AI tidies up Wikipedia's references and boosts reliability

[+] Aurornis|2 years ago|reply

When Sci-Hub made a lot of papers available to the public, I started clicking through to more references on Wikipedia.

My goal was to learn more and go deeper on subjects, but I was stunned by how often the linked citation didn't support the claim in the Wikipedia article. There were many times where the linked citation said the opposite of the Wikipedia article.

My theory was that overly competitive Wikipedia authors were skimming PubMed abstracts and assuming the paper would support their assertion. Ironically, some of the statements with 5 or more citations were the most incorrect.

Trying to correct these articles is some times like going to war with editors who refuse to admit they were wrong.

[+] ravenstine|2 years ago|reply

Not only do some papers not support the claim at all (I found this to often be the case when I used to read the news regularly), but there is often a critical detail left out of the abstract that is key to how the study should be interpreted. The vast majority of people citing papers, by my measure, are relying solely on the abstract even when the entire paper is available for free.

This is often the case outside of Wikipedia as well. Truthfully, I'm a layman because I don't have an advanced degree that suggests I'm qualified to interpret papers, but things are bad enough IMO that part of me wishes people would stop trying to communicate science to the public until this broken system heals at least somewhat.

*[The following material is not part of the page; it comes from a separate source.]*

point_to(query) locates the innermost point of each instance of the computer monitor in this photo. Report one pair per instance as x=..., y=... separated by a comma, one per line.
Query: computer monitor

On a related note, it doesn't help that folks like Andrew Huberman are normalizing this idea that one or two studies are good enough to form conclusions about how average people can "optimize" (micromanage) their lives in ways that are clinically relevant. This isn't to take away from the good that Huberman does, but I think it send a the wrong message to people who don't actually have any experience reading papers.

One thing that might help is forbidding abstracts and conclusion sections in papers published in journals, which might cut down on some of the misunderstandings and make it harder to pass off a paper as support for a claim.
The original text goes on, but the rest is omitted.